Second, by being more-or-less square, it may be possible to insert the center plate assembly incorrectly such that the relieved side margins of the bearing portion of the center-plate are oriented front-to-back along the center sill, instead of side-to-side. In the view of the present inventor, it would be advantageous to employ a center plate casting that is keyed to prevent mis-orientation of the casting upon installation.
Third, the four corner lugs may tend to extend radially outward from the king pin axis a distance greater than the outer wall radius of the center plate boss and a distance greater then the inner wall radius of the center plate bowl of the truck bolster. As such they may tend to overhang the peripheral wall of the center plate bowl. Since they overhang the ring, the bottom flange of the center sill must be carried higher than it might otherwise be, by a height increment corresponding to the thickness of the lug. This in turn may tend to raise the coupler centerline height, possibly undesirably far. In the view of the present inventor it would be advantageous to employ a center plate casting that is free of elements, such as the above noted lugs, that overhang the peripheral ring of the center plate bowl.

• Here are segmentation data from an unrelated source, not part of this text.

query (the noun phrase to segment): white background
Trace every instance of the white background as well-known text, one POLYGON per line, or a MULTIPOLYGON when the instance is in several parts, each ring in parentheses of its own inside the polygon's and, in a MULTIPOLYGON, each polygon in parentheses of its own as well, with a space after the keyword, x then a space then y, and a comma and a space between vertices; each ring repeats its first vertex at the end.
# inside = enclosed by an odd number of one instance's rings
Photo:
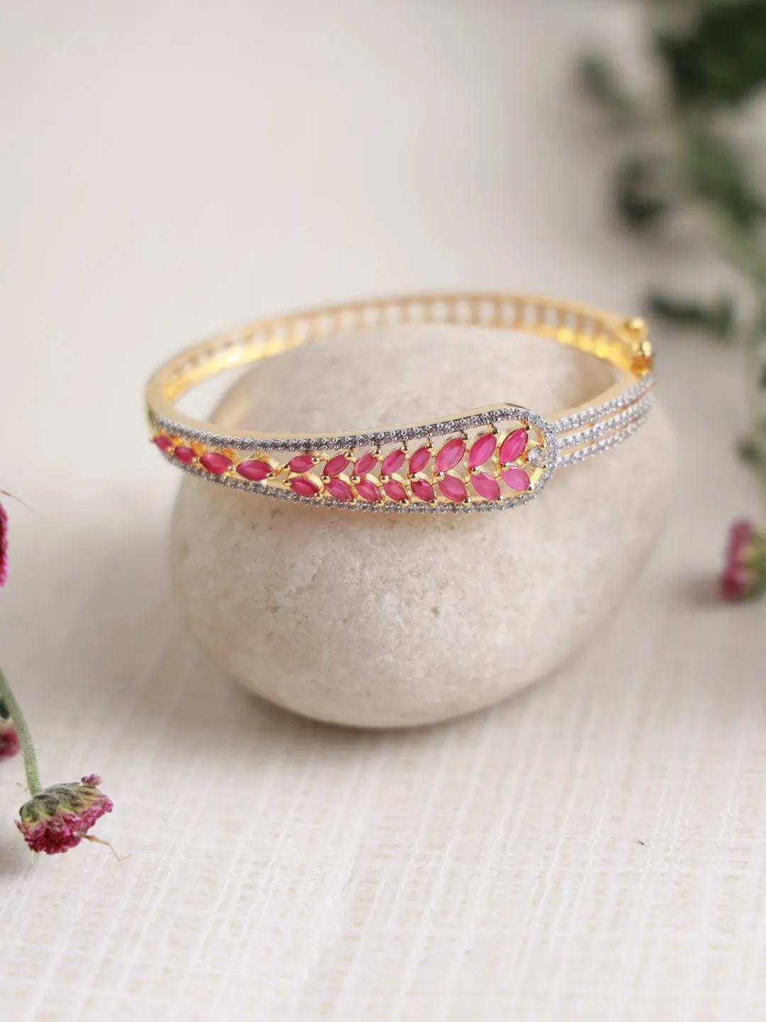
POLYGON ((0 3, 0 486, 36 512, 8 504, 0 655, 44 781, 101 774, 131 854, 33 858, 0 766, 2 1022, 766 1016, 764 608, 709 582, 757 506, 728 353, 658 331, 679 497, 601 640, 411 733, 204 660, 142 421, 161 359, 261 313, 432 286, 627 313, 695 280, 688 242, 610 223, 574 95, 586 41, 630 57, 624 7, 0 3))

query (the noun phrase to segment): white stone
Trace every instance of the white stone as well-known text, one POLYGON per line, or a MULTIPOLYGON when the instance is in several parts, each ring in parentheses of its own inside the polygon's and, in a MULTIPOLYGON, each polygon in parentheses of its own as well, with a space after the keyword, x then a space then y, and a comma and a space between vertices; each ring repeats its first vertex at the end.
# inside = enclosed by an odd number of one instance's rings
MULTIPOLYGON (((552 418, 610 379, 595 359, 536 337, 402 328, 270 359, 216 421, 319 433, 499 402, 552 418)), ((597 643, 655 543, 673 463, 656 408, 634 436, 510 511, 363 514, 186 477, 176 591, 207 652, 267 699, 345 725, 442 721, 542 678, 594 633, 597 643)))

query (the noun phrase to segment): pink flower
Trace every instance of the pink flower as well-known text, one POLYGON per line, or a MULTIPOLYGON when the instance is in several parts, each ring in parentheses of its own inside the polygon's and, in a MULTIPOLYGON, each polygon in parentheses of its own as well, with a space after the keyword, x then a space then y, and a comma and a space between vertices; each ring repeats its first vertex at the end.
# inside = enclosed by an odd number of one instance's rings
POLYGON ((766 538, 753 522, 735 521, 729 530, 726 559, 721 575, 725 600, 747 600, 766 590, 766 538))
POLYGON ((98 790, 99 784, 101 778, 91 774, 80 783, 43 788, 25 802, 16 827, 30 848, 55 855, 79 845, 95 822, 113 808, 111 799, 98 790))
POLYGON ((10 759, 20 748, 21 743, 12 722, 0 716, 0 759, 10 759))
POLYGON ((8 580, 8 514, 0 504, 0 589, 8 580))

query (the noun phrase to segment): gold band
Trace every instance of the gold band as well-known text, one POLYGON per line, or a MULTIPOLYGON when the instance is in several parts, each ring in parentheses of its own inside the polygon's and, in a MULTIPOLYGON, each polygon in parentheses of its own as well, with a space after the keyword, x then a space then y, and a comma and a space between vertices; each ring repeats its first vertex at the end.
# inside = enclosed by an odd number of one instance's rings
POLYGON ((653 385, 652 349, 640 320, 528 295, 461 293, 361 301, 249 324, 165 363, 149 381, 146 399, 159 450, 213 481, 333 507, 473 510, 524 503, 554 469, 627 438, 650 413, 653 385), (436 422, 325 436, 223 434, 175 406, 191 387, 225 369, 303 343, 426 323, 534 333, 608 362, 615 382, 593 404, 547 418, 499 402, 436 422), (521 430, 526 443, 520 448, 521 430))

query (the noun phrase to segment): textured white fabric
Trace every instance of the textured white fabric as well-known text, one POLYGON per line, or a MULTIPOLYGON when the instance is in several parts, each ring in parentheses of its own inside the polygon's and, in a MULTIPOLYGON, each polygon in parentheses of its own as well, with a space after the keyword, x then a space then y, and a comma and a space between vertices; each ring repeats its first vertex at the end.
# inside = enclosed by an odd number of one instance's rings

Fourth, the upwardly protruding portion of the integrally cast center plate filler has a taper, first to facilitate molding, second to facilitate installation in the generally square hole in the bottom plate of the center sill. However, given that the tolerance on the center sill must be+x/−0, (because otherwise the hole may be too small for the casting) and that the tolerance on the casting must be+0/−x, (because otherwise the casting may be too big for the hole) there is a tendency for the upwardly extending tapered wall of the cast center filler not to seat tightly against the webs and gussets of the center sill. That is to say, when the tolerances on both parts have to be to opposite sides of the desired dimension, there will be a tendency for the tolerance build up to result in a gap between the parts. Consequently, when the casting is welded along the reliefs of the rectangular shoulder, there is a tendency for the weld to blow through the gap. This may be highly undesirable from a manufacturing viewpoint. Further still, the square design with the lugs may tend to require a stop-and-start style of welding along four chamfered reliefs. The present inventor has observed that this style of welding may tend to result in poor welds more often than perhaps might otherwise be the case. In the view of the present inventor, it may be advantageous to employ a continuous circumferential weld, rather than the stop-and-start style.
Fifth, the integral center plate casting necessitates the existence of a big, relatively sharp-cornered square hole in the bottom flange of the center sill, directly opposite the juncture of the bottom flanges of the main bolster with the center sill bottom flange. This large square hole may have tended to weaken the center filler area of the car, by removing the center sill bottom cover plate in the area, and it may tend to interrupt, or interfere with load transfer in the surrounding structure. It would be advantageous not to require this large, badly shaped (i.e, with squared, fairly sharp corners) hole, but rather to employ a plate to provide a large measure of flange continuity across the center sill.
Sixth, the presently used plug type center plates require a relatively significant amount of surface preparation adjacent to the opening in the center sill. It would be advantageous to employ a center plate that requires less work to prepare.